La greffe de cornée est l’une des transplantations d’organes les plus réussies. Pour une première kératoplastie transfixiante (PKP) sur un œil à faible risque, le taux de survie à 5 ans atteint 95 %. Ce taux élevé est soutenu par le privilège immunitaire de la cornée.

Les facteurs constituant le privilège immunitaire de la cornée sont les suivants :

  • Barrière à l’apport de composants immunitaires due à l’absence de vaisseaux sanguins
  • Limitation de la présentation antigénique due à l’absence de vaisseaux lymphatiques
  • Induction de l’apoptose des lymphocytes T activés par l’expression du ligand Fas
  • Expression très faible des antigènes du CMH
  • Déviation immunitaire associée à la chambre antérieure (ACAID) : induction d’une tolérance immunitaire systémique aux antigènes de la chambre antérieure

Cependant, dans les yeux à haut risque avec néovascularisation cornéenne, le taux d’échec à 3 ans peut dépasser 35 %. Même sous privilège immunitaire, la cause la plus fréquente d’échec de greffe est le rejet immunologique irréversible 1).

Le « rejet de greffe » désigne la réponse immunitaire spécifique de l’hôte contre la cornée du donneur. L’échec primaire du greffon (primary graft failure) est un état où le greffon ne devient pas transparent dans les 8 semaines suivant l’opération en raison d’un défaut du tissu du donneur, d’un traumatisme chirurgical ou d’une conservation inappropriée, et n’est pas d’origine immunitaire 3). Il survient dans environ 0,1 % des PKP.
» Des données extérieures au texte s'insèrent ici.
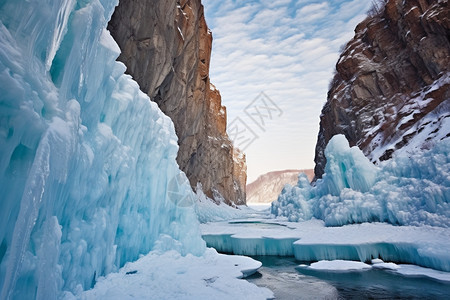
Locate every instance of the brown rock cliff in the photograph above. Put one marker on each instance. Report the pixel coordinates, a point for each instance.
(166, 46)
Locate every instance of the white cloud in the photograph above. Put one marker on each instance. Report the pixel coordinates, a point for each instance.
(287, 49)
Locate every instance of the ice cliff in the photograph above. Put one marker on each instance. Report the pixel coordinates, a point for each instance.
(88, 171)
(166, 46)
(411, 189)
(391, 89)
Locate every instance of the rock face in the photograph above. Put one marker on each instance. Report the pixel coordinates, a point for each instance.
(391, 89)
(166, 46)
(268, 187)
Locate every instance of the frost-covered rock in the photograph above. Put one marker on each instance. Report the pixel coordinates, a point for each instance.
(391, 89)
(410, 189)
(86, 159)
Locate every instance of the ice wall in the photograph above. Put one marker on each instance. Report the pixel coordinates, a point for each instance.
(410, 189)
(86, 159)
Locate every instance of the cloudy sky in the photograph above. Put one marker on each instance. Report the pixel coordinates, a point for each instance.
(272, 61)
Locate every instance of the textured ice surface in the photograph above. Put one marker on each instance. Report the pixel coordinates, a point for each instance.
(86, 159)
(312, 241)
(410, 189)
(171, 276)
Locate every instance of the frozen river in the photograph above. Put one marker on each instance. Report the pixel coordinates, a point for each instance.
(283, 276)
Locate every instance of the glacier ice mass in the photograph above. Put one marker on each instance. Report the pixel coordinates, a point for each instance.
(410, 189)
(86, 159)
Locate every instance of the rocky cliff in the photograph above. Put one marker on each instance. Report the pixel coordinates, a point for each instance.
(166, 46)
(391, 89)
(266, 188)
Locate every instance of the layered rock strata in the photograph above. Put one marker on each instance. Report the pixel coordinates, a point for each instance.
(166, 46)
(391, 89)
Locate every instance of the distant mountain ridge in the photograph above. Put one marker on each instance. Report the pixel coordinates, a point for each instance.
(267, 187)
(391, 89)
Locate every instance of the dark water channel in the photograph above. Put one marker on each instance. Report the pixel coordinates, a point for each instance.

Le diagnostic de rejet n’est posé que pour les greffons qui ont maintenu leur transparence pendant au moins 2 semaines après l’opération. Plus de la moitié des cas surviennent dans la première année postopératoire, avec un pic entre 6 mois et 1 an. Cependant, il peut également survenir plus de 20 ans après l’opération. Le taux de progression du rejet vers l’échec est d’environ 49 %.

La greffe de cornée est la transplantation tissulaire la plus fréquente dans le monde. Selon une enquête internationale de 2012, la PKP représentait environ 70 % de toutes les greffes de cornée 1). Ces dernières années, la DSAEK et la DMEK pour les maladies endothéliales se sont rapidement répandues, et la DALK pour le kératocône et les cicatrices post-kératite est devenue une option standard, modifiant considérablement la répartition des techniques chirurgicales. Cependant, la PKP reste indispensable pour les opacités cornéennes étendues et les anomalies, et comporte le risque de rejet le plus élevé 1).

Kératoplastie transfixiante (PKP)

Taux de rejet : environ 4,9 à 28,9 % 7)

Cause principale d’échec : rejet (précoce) + insuffisance endothéliale (tardive) 3)

Caractéristiques : contient du tissu donneur en pleine épaisseur, donc l’antigénicité la plus élevée

Kératoplastie lamellaire profonde (DALK)

Taux de rejet : 1 à 24 % 4)

Avantage : élimine le risque de rejet endothélial

Défi : un rejet stromal peut survenir 4)

Greffe endothéliale de la cornée (DSAEK)

Taux de rejet : moyenne 10 % (plage 0 à 45 %)

Taux d’échec primaire : moyenne 5 % (intervalle 0-29 %)

Caractéristiques : Certaines études ne rapportent pas de différence significative par rapport à la PKP3)

Kératoplastie endothéliale de la membrane de Descemet (DMEK)

Taux de rejet : moyenne 1,9 % (intervalle 0-5,9 %)7)

Taux d’échec primaire : 1,7 %

Caractéristiques : Antigénicité la plus faible, taux de rejet le plus bas3)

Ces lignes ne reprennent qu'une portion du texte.